Accidents can happen at any time, especially when someone least expects it.

Whats Your Emergency?

Sometimes in the hustle and bustle of high school, safety can be in the back of our minds. Running to get to class on time and staying up all night to write an essay seems more important than overall health. In the event of a medical emergency, students, teachers and staff are required to take action. According to SureFire CPR, 27 states have now made cardiopulmonary resuscitation (CPR) a high school graduation requirement. This trend appears likely to continue in the future. In doing so, students with first aid training can help reduce risk and empower others with the ability to assess the situation in the event of a medical emergency.

CPR is when a combination of chest compressions and artificial ventilation are used in an effort to manually preserve heart and brain function for someone who is in cardiac arrest. Every minute CPR is delayed, a person’s chance of survival decreases by 10 percent. Immediate CPR from someone nearby can double or even triple their chance of survival.

“We hope for the best and prepare for the worst,” athletic trainer and physical education student teacher Bryn Nottoli said. “We never know when something will happen and understanding how to help and who to call is critical to the first responder chain.”

Medicine is constantly updating and changing with new features and tools to use. According to Mayo Clinic, the common acronym ABC, standing for airway, breathing and compression, has changed. As of 2016, the acronym has been changed to CAB, standing for compression, airway and then breathing. For those who have not been certified since 2016, old methods will be performed instead of the improved methods.

“Times have changed so much,” physical education department chair Teri Klobnak said. “They used to say that the compressions were important [compared to the breathing], and then the breaths were [more important] later. Now, you don’t technically have to do the breaths anymore. A lot of people in public may not want to do breath and so they were less likely to do full CPR.”

The new first aid and CPR lessons were added into the ACHS health curriculum starting with the class of 2020. New equipment has been added to enhance students’ comprehension and technique. Students then cover basic first aid, CPR and learn about Automatic External Defibrillators (AEDs) in health class.

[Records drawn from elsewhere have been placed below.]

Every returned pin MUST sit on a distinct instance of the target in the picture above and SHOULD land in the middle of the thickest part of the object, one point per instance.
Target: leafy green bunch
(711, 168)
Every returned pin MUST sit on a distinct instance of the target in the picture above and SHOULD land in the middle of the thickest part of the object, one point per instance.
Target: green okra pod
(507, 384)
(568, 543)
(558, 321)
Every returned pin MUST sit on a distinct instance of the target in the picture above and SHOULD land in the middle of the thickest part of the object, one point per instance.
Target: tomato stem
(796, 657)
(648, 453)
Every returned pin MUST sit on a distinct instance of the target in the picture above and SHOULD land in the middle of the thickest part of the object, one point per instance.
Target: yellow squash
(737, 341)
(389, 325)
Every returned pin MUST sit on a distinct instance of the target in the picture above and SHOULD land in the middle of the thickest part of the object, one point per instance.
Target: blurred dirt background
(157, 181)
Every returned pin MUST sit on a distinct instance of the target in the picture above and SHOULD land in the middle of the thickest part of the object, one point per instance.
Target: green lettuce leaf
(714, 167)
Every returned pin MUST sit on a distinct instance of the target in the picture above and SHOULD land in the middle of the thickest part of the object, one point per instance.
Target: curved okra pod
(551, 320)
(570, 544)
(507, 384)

“You need to know where they are just in case of an emergency,” lifeguard and junior Zoe Johnson said. “Even having an idea of where an AED in public is crucial. You never know what can happen in the future.”

The American Heart Association sets a program for teachers to certify students, but the cost would have to be covered through both the budget and the student cost before the certification course.

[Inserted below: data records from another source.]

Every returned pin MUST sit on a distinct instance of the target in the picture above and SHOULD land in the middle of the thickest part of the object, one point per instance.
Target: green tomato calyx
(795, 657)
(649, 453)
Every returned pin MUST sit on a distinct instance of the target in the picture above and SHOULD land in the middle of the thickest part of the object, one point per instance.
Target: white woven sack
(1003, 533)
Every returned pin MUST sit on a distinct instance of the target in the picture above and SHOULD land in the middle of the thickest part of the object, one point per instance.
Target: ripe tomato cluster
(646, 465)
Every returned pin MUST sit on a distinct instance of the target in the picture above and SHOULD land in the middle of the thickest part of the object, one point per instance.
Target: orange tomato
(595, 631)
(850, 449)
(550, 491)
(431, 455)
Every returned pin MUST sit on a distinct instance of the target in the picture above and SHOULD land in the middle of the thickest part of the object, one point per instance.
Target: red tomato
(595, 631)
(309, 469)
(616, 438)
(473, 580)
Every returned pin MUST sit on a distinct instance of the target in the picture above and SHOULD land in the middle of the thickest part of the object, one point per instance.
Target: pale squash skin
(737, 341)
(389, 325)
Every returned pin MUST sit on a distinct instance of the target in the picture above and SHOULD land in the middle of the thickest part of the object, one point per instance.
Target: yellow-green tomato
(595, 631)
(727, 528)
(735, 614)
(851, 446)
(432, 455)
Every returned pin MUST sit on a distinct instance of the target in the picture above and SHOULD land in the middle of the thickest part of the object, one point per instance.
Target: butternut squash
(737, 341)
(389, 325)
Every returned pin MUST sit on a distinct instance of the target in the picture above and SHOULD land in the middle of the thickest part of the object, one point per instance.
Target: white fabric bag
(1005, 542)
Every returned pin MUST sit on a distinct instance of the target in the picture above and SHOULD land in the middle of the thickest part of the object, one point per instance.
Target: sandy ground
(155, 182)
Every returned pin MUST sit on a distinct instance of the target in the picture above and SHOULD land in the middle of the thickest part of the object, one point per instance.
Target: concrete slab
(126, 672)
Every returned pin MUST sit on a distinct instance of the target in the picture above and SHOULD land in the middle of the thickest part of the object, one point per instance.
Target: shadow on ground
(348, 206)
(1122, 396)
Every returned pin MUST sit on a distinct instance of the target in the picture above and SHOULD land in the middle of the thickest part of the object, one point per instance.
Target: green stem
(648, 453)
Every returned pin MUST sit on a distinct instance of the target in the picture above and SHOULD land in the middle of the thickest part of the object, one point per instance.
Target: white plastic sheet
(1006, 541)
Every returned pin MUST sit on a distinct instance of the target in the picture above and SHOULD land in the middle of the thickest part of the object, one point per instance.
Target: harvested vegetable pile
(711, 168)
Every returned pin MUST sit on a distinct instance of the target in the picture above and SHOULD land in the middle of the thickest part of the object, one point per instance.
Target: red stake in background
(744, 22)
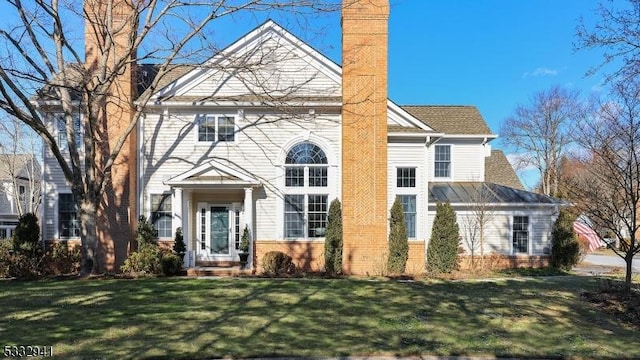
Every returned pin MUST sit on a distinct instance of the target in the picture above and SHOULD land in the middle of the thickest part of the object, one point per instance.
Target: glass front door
(219, 231)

“Technically you don’t have to be certified to do to do CPR,” Klobnak said. “I think it’s a good discussion to bring in that kids are wanting  to be taught CPR as refresher. We should hear it every year, otherwise, we’re going to lose [the skills].”

A simple accident can turn into an emergency if proper procedures are not followed. Being prepared in case of an emergent situation not only helps the accident move along smoother and quicker, but also provides a valuable life skills that can be carried throughout life.